The standard algorithm for part of speech tagging uses Hidden Markov
Models, and seems to be applicable to a wide variety of languages.

actually *hidden* markov models are generally *not* used.

It is quite likely that you will be able to use this algorithm
unchanged. What you may have to worry about is details of the size
and nature of the tag set, the amount of training material which you
have available and the extent to which you give the tagger hints to
bootstrap the training process.

while this is strictly true, i don't think that it is practically
true.

the number of distinct spelling forms in romance languages is very
large and there is a rich and fairly simple (for the most part)
morphology.

also, the result is that the number of tags required for a traditional
style tagger is quite a bit larger than for english.
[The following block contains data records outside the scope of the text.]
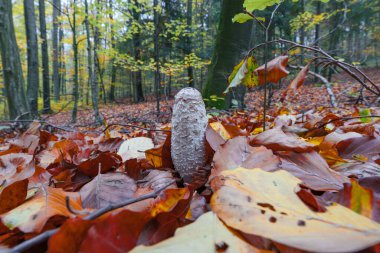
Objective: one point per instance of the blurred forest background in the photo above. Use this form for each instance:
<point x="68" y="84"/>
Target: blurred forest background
<point x="70" y="54"/>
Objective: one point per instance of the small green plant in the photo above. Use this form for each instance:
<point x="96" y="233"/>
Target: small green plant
<point x="214" y="102"/>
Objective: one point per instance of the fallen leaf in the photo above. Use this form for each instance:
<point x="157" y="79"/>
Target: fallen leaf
<point x="135" y="148"/>
<point x="69" y="236"/>
<point x="201" y="236"/>
<point x="277" y="140"/>
<point x="312" y="169"/>
<point x="103" y="160"/>
<point x="107" y="189"/>
<point x="276" y="70"/>
<point x="237" y="152"/>
<point x="266" y="204"/>
<point x="33" y="214"/>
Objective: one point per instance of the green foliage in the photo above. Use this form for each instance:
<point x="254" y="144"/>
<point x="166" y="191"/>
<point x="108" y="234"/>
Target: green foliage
<point x="214" y="102"/>
<point x="241" y="18"/>
<point x="244" y="73"/>
<point x="252" y="5"/>
<point x="365" y="113"/>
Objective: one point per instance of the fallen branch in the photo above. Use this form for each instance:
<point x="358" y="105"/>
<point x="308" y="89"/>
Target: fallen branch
<point x="138" y="127"/>
<point x="325" y="81"/>
<point x="46" y="235"/>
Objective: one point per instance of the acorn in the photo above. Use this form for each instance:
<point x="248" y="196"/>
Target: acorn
<point x="189" y="123"/>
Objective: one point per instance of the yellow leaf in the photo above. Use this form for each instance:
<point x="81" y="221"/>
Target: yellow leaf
<point x="266" y="204"/>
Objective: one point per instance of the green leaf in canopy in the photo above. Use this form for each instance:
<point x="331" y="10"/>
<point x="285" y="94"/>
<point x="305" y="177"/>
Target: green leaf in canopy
<point x="252" y="5"/>
<point x="241" y="18"/>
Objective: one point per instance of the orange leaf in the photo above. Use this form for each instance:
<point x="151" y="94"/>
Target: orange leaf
<point x="276" y="69"/>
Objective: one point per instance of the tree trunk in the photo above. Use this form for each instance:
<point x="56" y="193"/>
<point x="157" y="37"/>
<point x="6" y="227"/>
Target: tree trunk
<point x="45" y="59"/>
<point x="232" y="39"/>
<point x="91" y="76"/>
<point x="113" y="45"/>
<point x="32" y="52"/>
<point x="10" y="58"/>
<point x="94" y="83"/>
<point x="157" y="78"/>
<point x="76" y="67"/>
<point x="188" y="51"/>
<point x="56" y="67"/>
<point x="137" y="75"/>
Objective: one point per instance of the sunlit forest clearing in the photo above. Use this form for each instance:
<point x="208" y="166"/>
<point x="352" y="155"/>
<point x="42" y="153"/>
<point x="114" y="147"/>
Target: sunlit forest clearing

the result of these considerations is that the amount of training
material is much larger than strictly necessary.

these problems can be largely avoided by tagging with tuples rather
than single tags and by doing some simple morphology so that each word
in the source text is considered to be a pair of stem+apparent
morphology. the tag tuples can contain the gross part of speech
(noun, verb ...) plus additional information (tense, gender, number).
the advantage here is that the statistical model being learned can be
considerably simpler. for instance, where the ending of a particular
word strongly limits the part of speech of a word, our statistical
model can learn this fact in a relatively universal manner instead of
learning this fact over again for each word.

the advantages obtained in this manner can be immense (orders of
magnitude decrease in the size of the statistical model and amount of
needed training data).